Getting the site working on a staging URL is only half the job. The second half — switching the live domain, migrating the production database, and making sure nothing breaks during DNS propagation — is where most migrations run into unexpected problems. This article covers the go-live process for skylinerenting.eu, including the database cutover, DNS record update, an SSL issue that appeared mid-migration, and a Symfony cache problem that caused a brief outage.

Staging Confirmation Before Go-Live

Before touching the live domain, the site ran in full on the SiteGround staging URL (sky.sg-host.com) for approximately two weeks. During this period, the frontend, property search, multi-language navigation, and the backend admin panel were all verified to work correctly under PHP 7.4.33. The staging database contained a copy of the production data taken at the start of the project.

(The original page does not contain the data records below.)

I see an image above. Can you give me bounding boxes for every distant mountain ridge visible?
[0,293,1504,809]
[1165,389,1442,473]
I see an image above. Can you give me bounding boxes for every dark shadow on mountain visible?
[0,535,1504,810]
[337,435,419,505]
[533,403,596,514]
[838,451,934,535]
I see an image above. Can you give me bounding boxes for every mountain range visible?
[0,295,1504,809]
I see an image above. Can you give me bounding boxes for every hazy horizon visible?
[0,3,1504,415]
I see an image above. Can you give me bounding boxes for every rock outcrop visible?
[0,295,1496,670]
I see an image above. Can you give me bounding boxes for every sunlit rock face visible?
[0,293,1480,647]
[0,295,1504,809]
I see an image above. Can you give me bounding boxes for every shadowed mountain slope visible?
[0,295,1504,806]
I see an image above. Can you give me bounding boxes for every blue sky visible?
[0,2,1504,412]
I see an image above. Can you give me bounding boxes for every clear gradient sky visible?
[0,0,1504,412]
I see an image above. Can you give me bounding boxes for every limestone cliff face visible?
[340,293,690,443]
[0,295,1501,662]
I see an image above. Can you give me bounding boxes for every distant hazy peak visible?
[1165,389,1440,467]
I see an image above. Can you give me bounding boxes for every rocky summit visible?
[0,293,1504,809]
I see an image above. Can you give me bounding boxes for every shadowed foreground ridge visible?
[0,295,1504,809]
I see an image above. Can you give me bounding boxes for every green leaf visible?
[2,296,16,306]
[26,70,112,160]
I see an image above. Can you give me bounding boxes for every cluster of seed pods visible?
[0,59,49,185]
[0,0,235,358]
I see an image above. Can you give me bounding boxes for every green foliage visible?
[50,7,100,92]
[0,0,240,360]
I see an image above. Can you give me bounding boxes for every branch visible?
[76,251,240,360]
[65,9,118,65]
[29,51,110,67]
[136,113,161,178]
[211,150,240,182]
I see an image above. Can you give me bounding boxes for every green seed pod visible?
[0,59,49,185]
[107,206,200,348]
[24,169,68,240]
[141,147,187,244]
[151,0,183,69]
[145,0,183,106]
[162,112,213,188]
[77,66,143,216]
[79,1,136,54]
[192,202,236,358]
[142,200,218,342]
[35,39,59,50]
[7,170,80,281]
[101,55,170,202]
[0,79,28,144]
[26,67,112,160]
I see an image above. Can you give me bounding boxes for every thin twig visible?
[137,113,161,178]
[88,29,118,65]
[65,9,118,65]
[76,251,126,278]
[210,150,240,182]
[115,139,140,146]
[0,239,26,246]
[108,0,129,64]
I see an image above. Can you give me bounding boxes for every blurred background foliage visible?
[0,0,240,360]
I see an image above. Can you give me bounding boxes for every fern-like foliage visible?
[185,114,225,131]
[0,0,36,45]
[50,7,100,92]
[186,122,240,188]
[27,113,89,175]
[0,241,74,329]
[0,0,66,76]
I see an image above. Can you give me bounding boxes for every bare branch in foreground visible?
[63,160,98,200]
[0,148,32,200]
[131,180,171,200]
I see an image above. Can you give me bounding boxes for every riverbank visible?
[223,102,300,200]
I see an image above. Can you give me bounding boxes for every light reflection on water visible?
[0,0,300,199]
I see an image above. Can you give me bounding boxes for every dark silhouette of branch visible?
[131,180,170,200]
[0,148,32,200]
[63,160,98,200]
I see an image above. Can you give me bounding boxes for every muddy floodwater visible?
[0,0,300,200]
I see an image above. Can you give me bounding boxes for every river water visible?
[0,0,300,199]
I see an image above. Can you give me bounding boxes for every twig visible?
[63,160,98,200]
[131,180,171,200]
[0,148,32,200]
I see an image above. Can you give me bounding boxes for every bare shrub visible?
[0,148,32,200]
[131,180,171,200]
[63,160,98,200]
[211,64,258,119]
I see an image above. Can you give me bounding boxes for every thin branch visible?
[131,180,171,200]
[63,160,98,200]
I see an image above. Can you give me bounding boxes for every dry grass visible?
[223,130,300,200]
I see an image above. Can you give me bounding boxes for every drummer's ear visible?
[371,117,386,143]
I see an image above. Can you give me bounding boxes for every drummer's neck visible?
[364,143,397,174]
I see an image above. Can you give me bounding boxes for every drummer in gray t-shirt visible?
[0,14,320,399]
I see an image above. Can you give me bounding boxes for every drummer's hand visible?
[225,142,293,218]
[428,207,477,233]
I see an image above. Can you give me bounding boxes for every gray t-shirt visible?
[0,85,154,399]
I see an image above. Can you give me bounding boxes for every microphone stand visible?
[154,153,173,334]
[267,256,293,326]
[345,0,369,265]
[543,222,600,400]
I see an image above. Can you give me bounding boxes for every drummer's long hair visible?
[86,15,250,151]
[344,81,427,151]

Only after the client confirmed the staging site was acceptable did we proceed with the domain switch.

Database Migration

The production database was exported from the old Combell server via phpMyAdmin and imported into a new database created on SiteGround. The database connection settings in Symfony live in config/databases.yml — this file was updated with the new SiteGround database name, username, and password before the domain went live.

No data transformation was required. Doctrine 1.x schema was compatible between the two environments, and all property listings, images, and user accounts transferred cleanly.

DNS Cutover

The domain skylinerenting.eu was registered and DNS-managed through Combell. The client needed to provide access to the domain DNS panel — the person with those credentials was on vacation, which caused a two-week delay between staging completion and go-live.

When access was finally provided, the A record for skylinerenting.eu was updated to point at the SiteGround server IP. Several DNS records were deliberately left unchanged — the domain had a separate email infrastructure (Mailtrap) with its own MX, SPF, DKIM, and DMARC records, and touching those would have broken the client’s email delivery.

The records left unchanged were:

  • A record: app.skylinerenting.eu
  • CNAME and TXT records for Mailtrap SMTP
  • DKIM records (rwmt1, rwmt2)
  • DMARC TXT record
  • CNAME: mt-link.skylinerenting.eu

SSL Configuration

SiteGround provisions Let’s Encrypt SSL certificates automatically when a domain is pointed at its servers, but the certificate issuance requires the domain to be resolving correctly first. During the propagation window — before the DNS had fully updated worldwide — the site was temporarily unreachable, which is expected. Once propagation completed, the SSL certificate was issued and HTTPS worked without any manual configuration.

An nginx error log entry appeared during the propagation window referencing a missing .well-known/apple-app-site-association file. This was not caused by the migration — it was a routine bot request that happened to hit the server while the site was still being set up, and it had no effect on the site itself.

Symfony Cache Issue During Go-Live

Shortly after the DNS update, the live site returned errors. The staging environment had been working correctly, but the production domain was not. The issue turned out to be Symfony’s compiled configuration cache — the cache files had been generated with paths and settings referencing the staging URL (sky.sg-host.com), and after the domain change, some of those cached values were stale.

Clearing the cache resolved it:

rm -rf cache/*
chmod -R 777 cache/ log/

This required logging into SiteGround to run the command, which needed an authentication code from the account owner. Once the cache was cleared and Symfony rebuilt its configuration for the live domain, the site loaded correctly. Total downtime from the DNS update to full resolution was under two hours.

Final State

The migration was complete by the morning of 19 December 2025. The live site at skylinerenting.eu runs on SiteGround under PHP 7.4.33, with all frontend and backend functionality intact. The client’s email infrastructure was not disrupted. No data was lost in the database migration.

The key lesson from this project: legacy Symfony 1.x applications are migratable to modern hosting without a full rewrite, but the process requires careful version selection, targeted vendor library updates, and a willingness to debug framework internals that have not been officially maintained in over a decade.